Dante adoptó un gesto de comprensión y disculpa. Quizás estaba resultando impertinente en exceso, pero no soñaba con una especial locuacidad por parte de su interlocutor y tal vez un medido hostigamiento le ayudara a sacar algo más en claro.
—Hablas bastante bien nuestro idioma para el poco tiempo que parece ser que lleváis en Florencia —dijo Dante.
—Recorremos varias tierras en Italia antes de Florencia —respondió el hombre.
—Y supongo —apuntó Dante, cambiando de tercio— que entre estas gentes laboriosas habréis sido bien recibidos. Comprenderéis sus problemas y necesidades. De hecho, vosotros mismos sois tejedores, ¿no es cierto?
—Tintoreros —puntualizó, y el fastidio parecía ir transfigurando su cara—. Casi todos tintoreros. Problemas de trabajadores son iguales en todos lugares —dijo vagamente.
—Pero vosotros no trabajáis en el oficio, ¿verdad? —interpeló Dante con falsa inocencia—. Eso quiere decir que solicitáis sus limosnas, y no suelen ser gentes muy sobradas de recursos, sino más bien lo contrario…
—Queremos ayudar a quienes más necesitan con poco que dan quienes pueden —le interrumpió el hombre, ya con franca impaciencia—. Son gente solidaria, aunque pobre. No es lo mismo quien trabaja que desempleado. O viuda o huérfano. ¿Es intención vuestra aportar algo a causa, hermanos? —añadió con una indudable ironía comedida que, además, implicaba una sutil forma de indagar sobre los motivos de tal conversación en plena calle, a sólo unos pasos de su refugio.
—¡No dudes de que lo haremos dentro de nuestras posibilidades! —respondió Dante—. Confirmada la existencia de vuestro piadoso grupo, del que tan bien habíamos oído hablar, y de la posibilidad de ayudar eficazmente a estas pobres gentes, será un verdadero placer hacerlo. Aquí es donde podremos encontraros, ¿verdad? —dijo el poeta, señalando con el índice el portón verde.
—Sí —dijo escueto el beguino—. Nuestra domus paupertatis.
—Parece grande —comentó Dante—. ¿Tantos hermanos sois?
—No demasiados —replicó sin apuntar un número concreto—. Vivimos austeros, ocupamos poco espacio. Y a veces con peregrinos, vagabundos, enfermos sin techo.
Dante sonrió, pero antes de que pudiera decir algo nuevo el flamenco le atajó con una frase que sonaba a clara despedida.

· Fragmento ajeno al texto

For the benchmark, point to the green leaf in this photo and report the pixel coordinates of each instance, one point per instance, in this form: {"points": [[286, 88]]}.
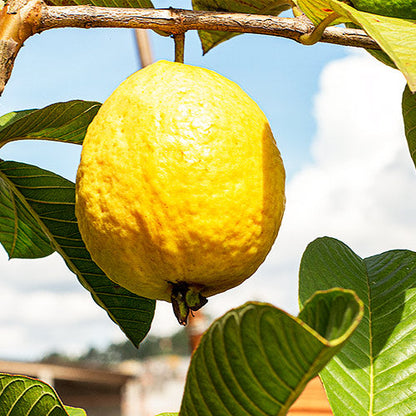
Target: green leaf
{"points": [[20, 233], [64, 122], [409, 118], [75, 411], [104, 3], [211, 38], [50, 200], [375, 373], [396, 37], [24, 396], [257, 359]]}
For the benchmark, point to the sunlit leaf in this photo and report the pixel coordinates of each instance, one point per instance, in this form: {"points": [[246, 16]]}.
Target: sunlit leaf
{"points": [[375, 373], [64, 122], [396, 37], [24, 396], [257, 359], [49, 199], [75, 411]]}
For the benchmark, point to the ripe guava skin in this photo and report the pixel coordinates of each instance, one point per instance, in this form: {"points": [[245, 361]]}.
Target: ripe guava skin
{"points": [[404, 9]]}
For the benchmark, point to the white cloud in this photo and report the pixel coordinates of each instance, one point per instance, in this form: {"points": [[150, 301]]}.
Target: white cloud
{"points": [[359, 188]]}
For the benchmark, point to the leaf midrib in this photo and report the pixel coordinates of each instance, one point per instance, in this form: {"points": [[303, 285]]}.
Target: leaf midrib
{"points": [[370, 336], [51, 237]]}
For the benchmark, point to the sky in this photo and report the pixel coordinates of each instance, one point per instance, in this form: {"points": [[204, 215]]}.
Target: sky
{"points": [[335, 113]]}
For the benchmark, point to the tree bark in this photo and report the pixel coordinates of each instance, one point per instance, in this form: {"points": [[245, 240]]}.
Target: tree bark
{"points": [[23, 18]]}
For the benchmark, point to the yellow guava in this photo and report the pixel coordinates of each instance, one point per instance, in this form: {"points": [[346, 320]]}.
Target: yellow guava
{"points": [[180, 188]]}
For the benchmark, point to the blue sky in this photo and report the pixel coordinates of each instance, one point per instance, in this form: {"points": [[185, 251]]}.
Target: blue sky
{"points": [[64, 64], [335, 113]]}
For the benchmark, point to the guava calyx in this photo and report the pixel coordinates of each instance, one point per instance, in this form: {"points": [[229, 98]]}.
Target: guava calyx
{"points": [[185, 298]]}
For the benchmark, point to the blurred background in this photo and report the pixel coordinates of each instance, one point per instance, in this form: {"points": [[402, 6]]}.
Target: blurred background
{"points": [[336, 115]]}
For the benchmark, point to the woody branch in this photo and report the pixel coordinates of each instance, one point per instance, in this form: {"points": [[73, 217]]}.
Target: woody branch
{"points": [[20, 19]]}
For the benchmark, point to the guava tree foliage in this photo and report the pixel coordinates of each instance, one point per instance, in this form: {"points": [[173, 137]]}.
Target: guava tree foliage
{"points": [[355, 328]]}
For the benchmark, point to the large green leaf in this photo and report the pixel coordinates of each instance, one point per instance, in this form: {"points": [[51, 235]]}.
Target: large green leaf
{"points": [[396, 37], [20, 234], [257, 359], [375, 373], [24, 396], [75, 411], [211, 38], [50, 201], [409, 118], [64, 122]]}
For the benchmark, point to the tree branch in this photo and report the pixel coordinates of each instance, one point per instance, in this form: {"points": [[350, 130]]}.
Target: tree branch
{"points": [[22, 18], [179, 21]]}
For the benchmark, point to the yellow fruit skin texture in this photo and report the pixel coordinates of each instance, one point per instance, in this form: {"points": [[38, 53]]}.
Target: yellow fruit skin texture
{"points": [[180, 180]]}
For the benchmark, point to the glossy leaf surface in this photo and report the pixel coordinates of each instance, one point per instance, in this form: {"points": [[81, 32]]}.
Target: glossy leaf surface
{"points": [[49, 200], [257, 359], [375, 373], [24, 396], [64, 122]]}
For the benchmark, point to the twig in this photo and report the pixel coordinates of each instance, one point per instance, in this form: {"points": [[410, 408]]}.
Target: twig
{"points": [[22, 18], [143, 47], [178, 20]]}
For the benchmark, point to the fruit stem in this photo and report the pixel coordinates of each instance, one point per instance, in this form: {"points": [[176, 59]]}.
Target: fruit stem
{"points": [[179, 39], [185, 298]]}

—Hermanos, si no somos más útiles, tenemos prisa para oraciones. Quedad con Dios.
—Que Dios os guarde también a vosotros —contestó Dante.

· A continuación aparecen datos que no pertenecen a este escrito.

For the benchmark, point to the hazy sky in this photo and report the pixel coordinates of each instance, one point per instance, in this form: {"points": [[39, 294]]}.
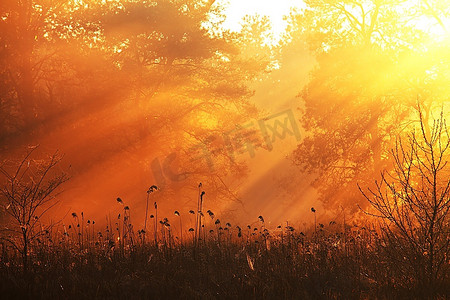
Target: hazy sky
{"points": [[274, 9]]}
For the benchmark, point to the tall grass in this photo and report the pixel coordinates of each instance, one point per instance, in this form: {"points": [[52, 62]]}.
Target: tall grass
{"points": [[331, 260]]}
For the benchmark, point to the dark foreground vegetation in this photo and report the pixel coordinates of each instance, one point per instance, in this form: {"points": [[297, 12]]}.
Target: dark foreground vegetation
{"points": [[232, 263]]}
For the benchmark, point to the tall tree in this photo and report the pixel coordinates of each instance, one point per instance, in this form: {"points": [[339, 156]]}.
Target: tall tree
{"points": [[370, 72]]}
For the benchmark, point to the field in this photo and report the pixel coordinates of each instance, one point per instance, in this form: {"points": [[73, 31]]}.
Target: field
{"points": [[225, 261]]}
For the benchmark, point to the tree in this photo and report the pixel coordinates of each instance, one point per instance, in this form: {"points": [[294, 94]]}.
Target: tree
{"points": [[27, 193], [413, 204], [369, 71]]}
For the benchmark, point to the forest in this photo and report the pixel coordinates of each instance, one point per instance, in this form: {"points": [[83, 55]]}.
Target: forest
{"points": [[224, 149]]}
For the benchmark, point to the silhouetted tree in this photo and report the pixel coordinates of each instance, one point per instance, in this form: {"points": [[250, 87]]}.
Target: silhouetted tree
{"points": [[362, 91], [413, 203], [26, 194]]}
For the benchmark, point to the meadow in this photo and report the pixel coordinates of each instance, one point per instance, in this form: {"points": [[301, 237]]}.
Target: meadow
{"points": [[216, 261]]}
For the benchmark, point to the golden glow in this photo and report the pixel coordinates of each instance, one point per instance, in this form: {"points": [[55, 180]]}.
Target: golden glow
{"points": [[275, 10]]}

Entonces, el poeta culminó su despedida con un gesto que Francesco acogió con extrañeza. Extendió su brazo derecho, con la palma abierta hacia un lado, en la dirección de su interlocutor. Los tres beguinos miraron fijamente aquella mano tendida. El que había sido su exclusivo interlocutor pareció titubear por un instante, como si dudara en reaccionar de alguna forma ante tal ofrecimiento. Finalmente, optó por despedirse con una discreta reverencia, una leve inclinación frontal de su cabeza, e inmediatamente retomó su camino seguido muy de cerca por sus dos compañeros. Llegaron a la puerta verde, que se abrió sin necesidad de llamada y con una rapidez que probaba que, desde el interior, se había estado al tanto de ese encuentro. Los beguinos entraron en la casa sin mirar atrás y Dante, sin abandonar una sonrisa que a Francesco se le antojaba bastante enigmática, se volvió hacia su acompañante.
—Bien, Francesco, ahora ya podemos regresar. Y, a ser posible —añadió sarcástico y con el gesto arrugado—, lo haremos por lugares más salubres.